James Rielly - Jeffrey Dennis - Pat O’Connor – Sophie von Hellermann - Markus Vater

30 June - 5 August 2000 London
Overview

The Timothy Taylor Gallery has brought together five artists, some mid-career and some still at college, in a show that reveals a shared perception of the fragile and transient in current figurative painting.  While the work of each artist is distinct, they can be compared in their appropriation of found imagery from popular urban culture infused with a profound sense of the human and personal.
 
James Rielly is exhibiting for the first time in London a series of watercolors on paper, which capture the essence of appropriated images of the young, abused or abusive with a deadpan yet tender quality. The result is a disturbing and introverted melancholy that avoids sentimentality.

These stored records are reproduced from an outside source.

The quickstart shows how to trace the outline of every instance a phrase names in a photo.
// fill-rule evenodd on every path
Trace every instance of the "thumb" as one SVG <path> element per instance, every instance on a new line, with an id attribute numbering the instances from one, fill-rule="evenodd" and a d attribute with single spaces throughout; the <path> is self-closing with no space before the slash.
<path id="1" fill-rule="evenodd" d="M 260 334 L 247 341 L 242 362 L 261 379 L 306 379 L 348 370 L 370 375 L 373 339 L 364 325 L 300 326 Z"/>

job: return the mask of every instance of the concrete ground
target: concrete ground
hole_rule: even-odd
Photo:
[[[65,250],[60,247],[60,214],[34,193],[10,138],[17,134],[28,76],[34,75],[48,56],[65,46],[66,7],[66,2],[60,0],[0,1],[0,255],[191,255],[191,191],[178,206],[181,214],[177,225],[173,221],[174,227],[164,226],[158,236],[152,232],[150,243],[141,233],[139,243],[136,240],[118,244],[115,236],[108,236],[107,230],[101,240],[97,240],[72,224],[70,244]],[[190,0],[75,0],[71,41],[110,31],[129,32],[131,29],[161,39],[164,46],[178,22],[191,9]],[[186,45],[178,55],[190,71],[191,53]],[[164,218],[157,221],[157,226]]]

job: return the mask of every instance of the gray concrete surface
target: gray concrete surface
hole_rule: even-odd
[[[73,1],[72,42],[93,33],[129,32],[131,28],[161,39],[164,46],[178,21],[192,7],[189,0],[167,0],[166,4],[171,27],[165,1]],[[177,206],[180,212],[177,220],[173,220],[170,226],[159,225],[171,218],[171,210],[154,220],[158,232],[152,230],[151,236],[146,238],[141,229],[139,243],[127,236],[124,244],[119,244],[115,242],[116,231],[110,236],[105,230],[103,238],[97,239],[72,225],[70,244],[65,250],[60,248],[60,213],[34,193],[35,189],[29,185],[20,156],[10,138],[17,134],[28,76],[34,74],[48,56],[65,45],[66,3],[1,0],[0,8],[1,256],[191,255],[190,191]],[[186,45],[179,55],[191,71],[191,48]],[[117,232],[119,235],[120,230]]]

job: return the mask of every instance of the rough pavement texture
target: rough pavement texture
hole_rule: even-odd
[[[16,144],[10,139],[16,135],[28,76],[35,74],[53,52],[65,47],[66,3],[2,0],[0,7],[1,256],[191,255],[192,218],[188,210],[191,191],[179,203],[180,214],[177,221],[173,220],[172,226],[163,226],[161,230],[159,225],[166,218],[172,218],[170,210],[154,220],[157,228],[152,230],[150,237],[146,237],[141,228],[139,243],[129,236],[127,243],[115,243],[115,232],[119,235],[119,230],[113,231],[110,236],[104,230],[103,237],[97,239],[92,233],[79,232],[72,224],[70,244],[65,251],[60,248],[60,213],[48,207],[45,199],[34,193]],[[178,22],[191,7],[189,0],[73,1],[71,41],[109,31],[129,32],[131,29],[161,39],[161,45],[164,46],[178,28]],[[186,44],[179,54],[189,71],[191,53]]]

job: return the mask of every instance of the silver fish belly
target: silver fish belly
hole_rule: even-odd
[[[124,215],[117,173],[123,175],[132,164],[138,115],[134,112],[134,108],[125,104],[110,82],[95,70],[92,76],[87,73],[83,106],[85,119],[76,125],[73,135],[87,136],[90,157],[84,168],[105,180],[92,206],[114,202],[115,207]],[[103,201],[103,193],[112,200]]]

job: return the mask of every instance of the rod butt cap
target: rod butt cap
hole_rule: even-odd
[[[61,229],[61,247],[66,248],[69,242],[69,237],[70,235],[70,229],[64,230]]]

Stuart Morgan has written of Rielly’s paintings: “Undefined surfaces breed fantasy...Pastel colors allow the unconscious to supply what is lacking. Supplied instead is experience based on moment partly staged, like poses for photographs, either overdoing or standing to attention instead of trying to seem relaxed.”
 
Pat O’Connor’s tiny paintings on scraps of exercise book paper are drawn from her fascination with the vulgar and constructed world of adverts and fashion photography. Each painting begins from a single cutting but displaces the individuals from a context with which they might be identified; the allusions to reality are undermined by the absurdity of their poses. Through O’Connor, the polished and over-produced products of glossy magazines face reality as next week’s forgotten rubbish. Images of models and celebrities are transformed into fragile and personal mementos. 
 
Jeffrey Dennis’s paintings capture disparate thoughts and images encountered during his everyday life in East London. Diminutive figures of anonymous people passed in the street are lost in a vacuum of bubbles and appropriated images of sumptuous interiors or trite photo-story magazines, building tension between urban substance and superficiality. The disjointed space in Dennis’s paintings is, however, undercut by the suggestion of a potential interconnectedness between the individual and the occurrences depicted.
 
Markus Vater is one of the stars of this year’s RCA Degree Show. His work stretches across many media, including video, performance, animation and collaborative events. For this exhibition Vater has contributed a series of paintings taken from photographs. The paintings are an attempt to answer some recurring questions: Can a painting look at you? Where does the ‘you’ stop and where does the ‘other’ start? What’s the difference between people you know and love and people you don’t know and love? How is loneliness related to beauty?
 
Sophie von Hellermann is currently in her first year at the Royal College of Art.  Executed extremely quickly and often on a large scale, the images well up from an imagination that is as familiar with popular culture and clubland as it is with arthouse films and classic literature.  Von Hellermann gives herself themes to work with, such as the enigmatic and ill-destined figure of Anastasia, which inspire intense images with an intangible ability to provoke a sense of familiarity in the viewer.